## Description

## Overview

In this project, you will gain experience with the perspective transformation operation (discussed in detail in

the lectures), bilinear interpolation, and histogram equalization. You will use the perspective transform to

replace a portion of an existing image with an alternate image (the ‘hack’). The goals are to:

• aid in understanding perspective transformations (or 2D homographies) and to help to visualize their

application to images;

• experiment with inverse image warping and bilinear interpolation, to insert one image into another

(respecting the appropriate geometry); and

• apply histogram equalization to improve the overall appearance (contrast) of an image.

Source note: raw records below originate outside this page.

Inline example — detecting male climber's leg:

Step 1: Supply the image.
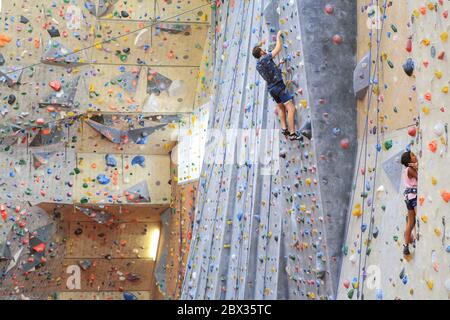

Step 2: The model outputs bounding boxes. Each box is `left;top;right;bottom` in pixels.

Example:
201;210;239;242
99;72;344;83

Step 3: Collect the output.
284;100;296;135
277;103;288;135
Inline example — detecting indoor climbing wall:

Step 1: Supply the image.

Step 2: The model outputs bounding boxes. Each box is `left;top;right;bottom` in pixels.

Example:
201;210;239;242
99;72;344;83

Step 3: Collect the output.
400;0;450;299
0;0;212;300
0;203;166;300
182;0;356;299
156;163;198;300
338;1;450;300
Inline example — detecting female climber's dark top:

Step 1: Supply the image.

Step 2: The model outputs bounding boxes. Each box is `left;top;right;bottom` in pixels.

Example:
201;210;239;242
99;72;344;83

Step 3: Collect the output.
256;53;283;90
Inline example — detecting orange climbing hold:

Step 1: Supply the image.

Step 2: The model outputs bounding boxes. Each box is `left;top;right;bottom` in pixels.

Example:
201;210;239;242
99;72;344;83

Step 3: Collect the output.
0;34;12;47
428;140;437;153
441;191;450;203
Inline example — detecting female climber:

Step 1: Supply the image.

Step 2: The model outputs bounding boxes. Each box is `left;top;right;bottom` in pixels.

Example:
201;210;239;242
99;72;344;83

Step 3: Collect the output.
401;151;419;256
252;31;311;141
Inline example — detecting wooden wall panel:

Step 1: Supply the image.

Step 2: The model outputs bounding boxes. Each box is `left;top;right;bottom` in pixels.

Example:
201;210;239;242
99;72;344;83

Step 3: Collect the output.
66;222;159;259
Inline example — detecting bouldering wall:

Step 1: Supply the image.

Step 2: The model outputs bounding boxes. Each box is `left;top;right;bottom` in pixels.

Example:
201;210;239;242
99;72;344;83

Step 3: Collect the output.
0;203;166;300
181;1;356;299
398;1;450;299
153;163;198;300
0;0;212;299
338;1;450;300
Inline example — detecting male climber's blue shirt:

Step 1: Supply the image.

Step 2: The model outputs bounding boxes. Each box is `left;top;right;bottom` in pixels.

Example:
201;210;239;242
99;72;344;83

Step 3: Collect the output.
256;53;283;90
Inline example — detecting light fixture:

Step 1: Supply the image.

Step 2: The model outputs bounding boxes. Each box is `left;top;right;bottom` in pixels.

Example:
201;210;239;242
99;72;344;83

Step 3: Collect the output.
150;227;160;261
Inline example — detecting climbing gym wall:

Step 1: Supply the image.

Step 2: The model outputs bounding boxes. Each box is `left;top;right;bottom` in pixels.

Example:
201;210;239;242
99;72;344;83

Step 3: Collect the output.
0;203;165;300
181;0;356;299
408;0;450;299
0;0;213;299
338;1;449;299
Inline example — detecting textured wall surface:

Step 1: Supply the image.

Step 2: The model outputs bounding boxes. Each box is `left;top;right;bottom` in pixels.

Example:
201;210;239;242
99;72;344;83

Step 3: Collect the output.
338;0;450;299
182;1;356;299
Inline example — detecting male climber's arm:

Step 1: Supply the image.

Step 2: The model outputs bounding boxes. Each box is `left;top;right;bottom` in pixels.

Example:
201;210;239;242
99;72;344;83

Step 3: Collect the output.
271;31;283;58
408;164;418;179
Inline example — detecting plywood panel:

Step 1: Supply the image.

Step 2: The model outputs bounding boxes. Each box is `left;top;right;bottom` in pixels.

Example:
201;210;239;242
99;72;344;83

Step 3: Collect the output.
60;205;167;223
58;291;152;300
123;155;171;204
61;259;154;292
66;222;159;259
96;0;156;20
88;65;146;112
143;67;199;113
92;20;151;65
149;24;210;66
357;1;418;136
74;153;122;203
74;153;170;204
155;0;211;22
77;123;178;155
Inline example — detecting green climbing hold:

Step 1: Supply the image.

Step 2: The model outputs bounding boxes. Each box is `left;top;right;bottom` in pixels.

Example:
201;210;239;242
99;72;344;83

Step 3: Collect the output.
384;140;393;150
347;289;355;299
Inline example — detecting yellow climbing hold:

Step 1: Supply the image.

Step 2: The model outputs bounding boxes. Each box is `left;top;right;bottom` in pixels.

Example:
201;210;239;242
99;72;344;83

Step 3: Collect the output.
352;203;362;217
434;228;441;237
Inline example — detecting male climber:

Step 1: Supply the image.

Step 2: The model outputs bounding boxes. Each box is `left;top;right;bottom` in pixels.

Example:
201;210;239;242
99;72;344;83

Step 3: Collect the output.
253;31;311;141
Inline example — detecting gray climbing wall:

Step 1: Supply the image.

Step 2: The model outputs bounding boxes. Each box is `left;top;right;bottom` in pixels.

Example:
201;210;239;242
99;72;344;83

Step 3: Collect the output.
297;0;357;296
182;0;356;299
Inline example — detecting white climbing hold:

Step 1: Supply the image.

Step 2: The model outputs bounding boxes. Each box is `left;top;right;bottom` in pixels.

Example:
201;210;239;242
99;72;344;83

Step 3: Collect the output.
445;278;450;291
433;123;445;137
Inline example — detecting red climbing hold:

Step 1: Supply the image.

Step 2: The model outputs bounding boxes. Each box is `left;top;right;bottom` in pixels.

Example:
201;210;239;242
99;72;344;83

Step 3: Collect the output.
341;139;350;149
325;4;334;14
406;39;412;52
48;80;61;91
333;34;343;45
408;127;417;137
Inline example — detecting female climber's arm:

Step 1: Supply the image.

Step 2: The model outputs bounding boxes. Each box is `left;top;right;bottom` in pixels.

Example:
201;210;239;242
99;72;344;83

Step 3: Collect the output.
408;167;418;179
271;31;283;58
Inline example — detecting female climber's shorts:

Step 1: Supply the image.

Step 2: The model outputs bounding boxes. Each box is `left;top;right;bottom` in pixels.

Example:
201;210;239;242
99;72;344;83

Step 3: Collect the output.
269;82;294;103
403;188;417;210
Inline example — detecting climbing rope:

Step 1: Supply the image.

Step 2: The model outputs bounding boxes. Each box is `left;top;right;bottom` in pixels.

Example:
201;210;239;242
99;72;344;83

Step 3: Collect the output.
361;0;387;300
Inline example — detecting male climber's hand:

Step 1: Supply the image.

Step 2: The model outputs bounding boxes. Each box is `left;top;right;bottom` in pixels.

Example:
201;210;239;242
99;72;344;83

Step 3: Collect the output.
409;163;419;170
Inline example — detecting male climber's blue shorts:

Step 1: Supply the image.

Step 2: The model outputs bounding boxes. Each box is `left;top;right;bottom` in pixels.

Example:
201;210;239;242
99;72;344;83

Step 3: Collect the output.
269;82;294;103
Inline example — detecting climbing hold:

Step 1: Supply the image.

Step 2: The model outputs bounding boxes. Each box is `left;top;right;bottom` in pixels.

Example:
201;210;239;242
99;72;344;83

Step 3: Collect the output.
97;174;111;185
131;156;145;168
408;127;417;137
403;58;414;77
340;139;350;150
333;34;343;45
325;4;334;14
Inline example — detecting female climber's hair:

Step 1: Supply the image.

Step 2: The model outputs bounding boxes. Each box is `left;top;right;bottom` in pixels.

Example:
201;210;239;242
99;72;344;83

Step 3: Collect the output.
252;46;262;59
401;151;411;167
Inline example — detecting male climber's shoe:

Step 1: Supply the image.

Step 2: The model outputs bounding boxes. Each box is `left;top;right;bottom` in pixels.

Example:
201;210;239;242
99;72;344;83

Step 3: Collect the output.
403;244;411;256
289;132;303;141
300;121;312;140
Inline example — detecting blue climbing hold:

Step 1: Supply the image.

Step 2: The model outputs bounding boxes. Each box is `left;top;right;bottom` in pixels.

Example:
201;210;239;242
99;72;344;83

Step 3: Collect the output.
131;156;145;168
105;154;117;167
123;291;138;300
97;174;111;185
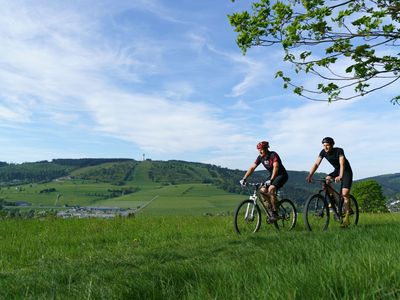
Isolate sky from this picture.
[0,0,400,179]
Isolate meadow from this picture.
[0,214,400,299]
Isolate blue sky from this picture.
[0,0,400,179]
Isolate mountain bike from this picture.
[233,183,297,234]
[304,179,359,231]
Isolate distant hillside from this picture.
[0,158,400,204]
[361,173,400,198]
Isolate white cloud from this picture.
[265,101,400,178]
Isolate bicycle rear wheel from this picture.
[233,200,261,234]
[304,194,329,231]
[339,195,360,226]
[275,199,297,231]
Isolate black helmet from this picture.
[322,136,335,146]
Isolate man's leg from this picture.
[268,185,276,211]
[342,188,350,227]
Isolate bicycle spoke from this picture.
[304,194,329,230]
[234,200,261,234]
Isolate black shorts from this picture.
[271,174,289,189]
[328,170,353,189]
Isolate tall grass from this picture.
[0,214,400,299]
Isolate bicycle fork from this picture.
[244,195,257,221]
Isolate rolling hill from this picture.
[0,158,400,212]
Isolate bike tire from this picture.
[304,194,329,231]
[233,200,261,234]
[275,199,297,231]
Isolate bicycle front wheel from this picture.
[339,195,360,226]
[233,200,261,234]
[304,194,329,231]
[275,199,297,231]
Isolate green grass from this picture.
[0,179,246,215]
[0,212,400,299]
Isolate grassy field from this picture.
[0,180,246,215]
[0,212,400,299]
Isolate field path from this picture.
[135,195,160,213]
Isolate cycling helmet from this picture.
[257,141,269,150]
[322,136,335,146]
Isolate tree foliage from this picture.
[352,180,388,212]
[228,0,400,104]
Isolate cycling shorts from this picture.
[328,170,353,189]
[271,174,289,189]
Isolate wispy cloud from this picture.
[0,1,260,162]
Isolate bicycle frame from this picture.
[245,183,279,220]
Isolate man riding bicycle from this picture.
[240,141,289,222]
[306,137,353,227]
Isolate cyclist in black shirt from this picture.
[240,141,289,222]
[306,137,353,226]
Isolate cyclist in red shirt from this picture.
[240,141,289,222]
[306,137,353,226]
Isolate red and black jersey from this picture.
[319,147,352,174]
[254,151,287,175]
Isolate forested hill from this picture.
[0,158,400,202]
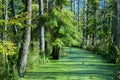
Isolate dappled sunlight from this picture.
[21,48,120,80]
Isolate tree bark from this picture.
[51,46,60,60]
[18,0,32,77]
[39,0,45,63]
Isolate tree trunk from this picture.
[18,0,32,77]
[70,0,73,12]
[51,46,60,60]
[39,0,45,63]
[113,0,120,46]
[10,0,18,34]
[83,0,88,46]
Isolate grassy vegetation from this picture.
[19,48,120,80]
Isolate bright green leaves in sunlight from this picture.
[0,41,16,55]
[52,38,64,47]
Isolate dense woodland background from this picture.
[0,0,120,80]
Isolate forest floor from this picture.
[20,48,120,80]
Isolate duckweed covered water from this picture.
[21,48,120,80]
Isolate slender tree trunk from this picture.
[92,2,96,46]
[83,0,88,46]
[39,0,45,63]
[51,45,60,60]
[18,0,32,77]
[74,0,76,20]
[70,0,73,12]
[10,0,18,34]
[2,0,8,40]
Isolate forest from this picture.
[0,0,120,80]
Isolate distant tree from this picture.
[18,0,32,77]
[39,0,45,63]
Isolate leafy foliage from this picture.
[0,41,16,55]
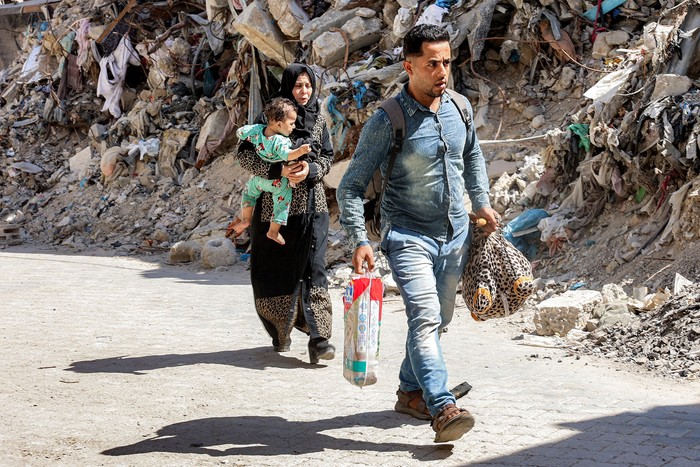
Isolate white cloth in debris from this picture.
[97,36,141,118]
[76,18,91,71]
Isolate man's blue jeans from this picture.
[381,228,471,416]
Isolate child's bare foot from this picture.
[233,219,250,235]
[267,232,284,245]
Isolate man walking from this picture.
[336,24,499,442]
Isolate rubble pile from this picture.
[0,0,700,372]
[583,284,700,378]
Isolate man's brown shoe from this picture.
[430,404,474,443]
[394,389,433,420]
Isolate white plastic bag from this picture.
[343,274,384,387]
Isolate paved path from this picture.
[0,247,700,467]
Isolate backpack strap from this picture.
[446,88,472,126]
[379,96,406,198]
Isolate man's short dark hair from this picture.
[403,24,450,58]
[263,97,297,122]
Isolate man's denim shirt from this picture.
[336,86,490,247]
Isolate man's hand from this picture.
[474,207,501,233]
[352,245,374,274]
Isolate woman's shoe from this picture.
[309,339,335,363]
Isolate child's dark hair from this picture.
[403,24,450,58]
[263,97,297,123]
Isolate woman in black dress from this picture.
[238,63,335,363]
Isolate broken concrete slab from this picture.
[299,8,370,42]
[533,289,603,337]
[312,16,382,67]
[267,0,310,38]
[233,1,294,66]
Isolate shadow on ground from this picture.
[0,247,250,285]
[463,404,700,467]
[102,405,700,467]
[102,411,454,461]
[65,346,325,375]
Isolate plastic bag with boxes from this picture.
[343,273,384,387]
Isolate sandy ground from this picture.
[0,247,700,466]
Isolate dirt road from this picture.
[0,247,700,466]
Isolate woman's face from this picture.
[292,73,314,105]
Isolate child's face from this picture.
[277,110,297,136]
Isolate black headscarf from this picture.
[273,63,321,139]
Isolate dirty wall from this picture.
[0,0,700,270]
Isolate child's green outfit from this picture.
[236,124,292,225]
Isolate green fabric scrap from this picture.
[568,123,591,152]
[634,186,647,203]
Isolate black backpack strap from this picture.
[379,96,406,197]
[447,88,472,126]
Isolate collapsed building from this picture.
[0,0,700,372]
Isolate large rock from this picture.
[168,241,202,264]
[651,74,693,101]
[534,289,603,337]
[202,238,238,269]
[233,1,294,66]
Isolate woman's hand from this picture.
[282,161,309,183]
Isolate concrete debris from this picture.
[0,0,700,375]
[581,283,700,379]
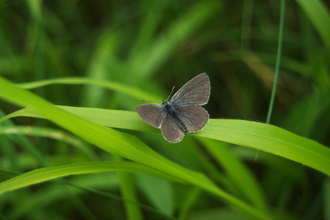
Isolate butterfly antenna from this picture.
[166,86,175,100]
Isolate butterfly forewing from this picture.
[135,104,165,128]
[171,73,211,107]
[161,115,184,143]
[177,106,209,133]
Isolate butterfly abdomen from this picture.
[163,102,188,133]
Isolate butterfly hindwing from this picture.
[177,106,209,133]
[135,104,165,128]
[161,114,184,143]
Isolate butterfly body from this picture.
[136,73,211,143]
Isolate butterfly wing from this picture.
[161,114,184,143]
[135,104,165,128]
[171,73,211,107]
[175,106,209,133]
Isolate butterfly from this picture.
[135,73,211,143]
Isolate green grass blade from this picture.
[0,78,269,219]
[0,106,330,175]
[19,77,161,100]
[202,139,268,211]
[0,162,183,194]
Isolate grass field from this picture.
[0,0,330,220]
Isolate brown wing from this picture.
[135,104,165,128]
[177,106,209,133]
[161,115,184,143]
[171,73,211,107]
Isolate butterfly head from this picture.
[162,99,168,106]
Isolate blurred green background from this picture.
[0,0,330,219]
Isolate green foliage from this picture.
[0,0,330,219]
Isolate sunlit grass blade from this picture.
[0,126,97,159]
[201,139,268,211]
[0,162,180,194]
[0,78,268,219]
[19,77,161,100]
[0,103,330,175]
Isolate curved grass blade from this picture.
[0,78,269,219]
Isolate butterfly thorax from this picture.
[162,100,188,133]
[163,100,177,117]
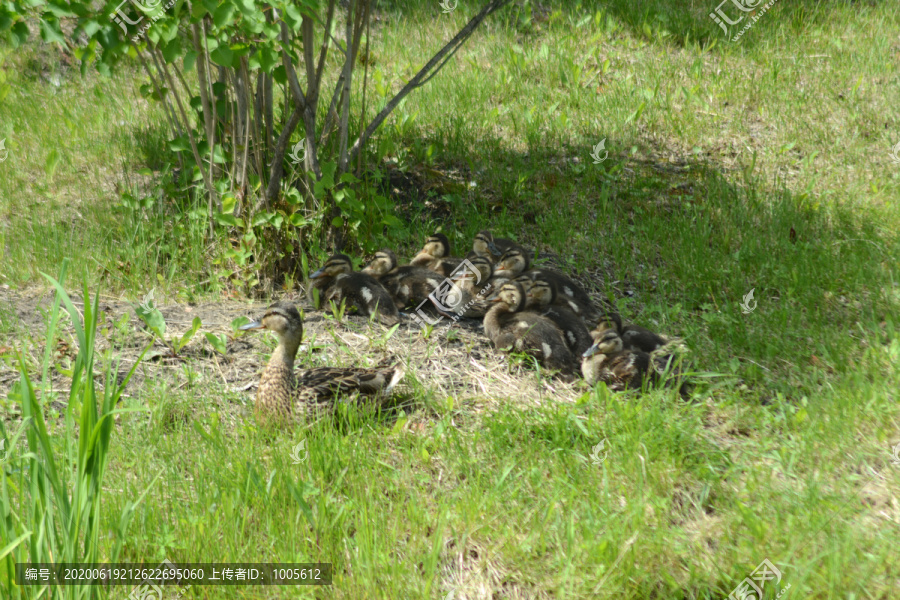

The due date for project submission is Wednesday, October 5, 2022, by 11:59 p.m. EDT. All submissions

will be in Python 3.8 via Autolab (more details will be provided in class and on Quercus); you may submit as

many times as you wish until the deadline.

To complete the project, you will need to review some material

that goes beyond that discussed in the lectures—more details are provided below.

(a) Yonge & Dundas Square (b) Soldiers’ Tower

Your main project task is to perform some billboard hacking (this is a basic demonstration of the use of

computer vision and shows that it can be fairly easy to change ‘reality’). There are two images above: image

(a) is of Yonge and Dundas Square, an area that contains several large billboards, while image (b) is of

Soldiers’ Tower on the University of Toronto campus.

Conveniently, the image of Yonge and Dundas Square

has very limited radial distortion, which makes it suitable for our purposes. Your assignment (should you

choose to accept it) is to replace the billboard advertisement for the “CN Tower Edge Walk” with the photo

of Soldiers’ Tower, such that the result looks natural (i.e., like the image of Soldiers’ Tower is meant to be

there). The project has four parts, worth a total of 50 points.

Please clearly comment your code and ensure that you only make use of the Python modules and functions listed

at the top of the code templates. We will view and run your code.

## Part 1: Perspective Transformations via the DLT

To carry out this exercise (Part 1), you will need to determine the perspective homography that transforms or

maps pixels from the (rectangular) Soldiers’ Tower image to the appropriate coordinates in the Y&D Square

image, and vice versa. The homography can be computed using the Direct Linear Transform (DLT) algorithm,

given four point correspondences between the two images.

We did not review the DLT algorithm in the lectures, however it is straightforward and easy to implement in

Python using NumPy. Details can be found in Section 2.1 of the (very useful) M.A.Sc. thesis written by Elan

Dubrofsky of UBC, which is available on Quercus. For the moment, we will consider the four point correspondences to be exact—in later lectures, we will show how an overdetermined system of correspondences can be

solved to produce an optimal estimate.

For this part of the project, you should submit:

• a single function, dlt_homography.py, that computes the perspective homography between two

images, given four point correspondences (n.b., the ordering of the points is important).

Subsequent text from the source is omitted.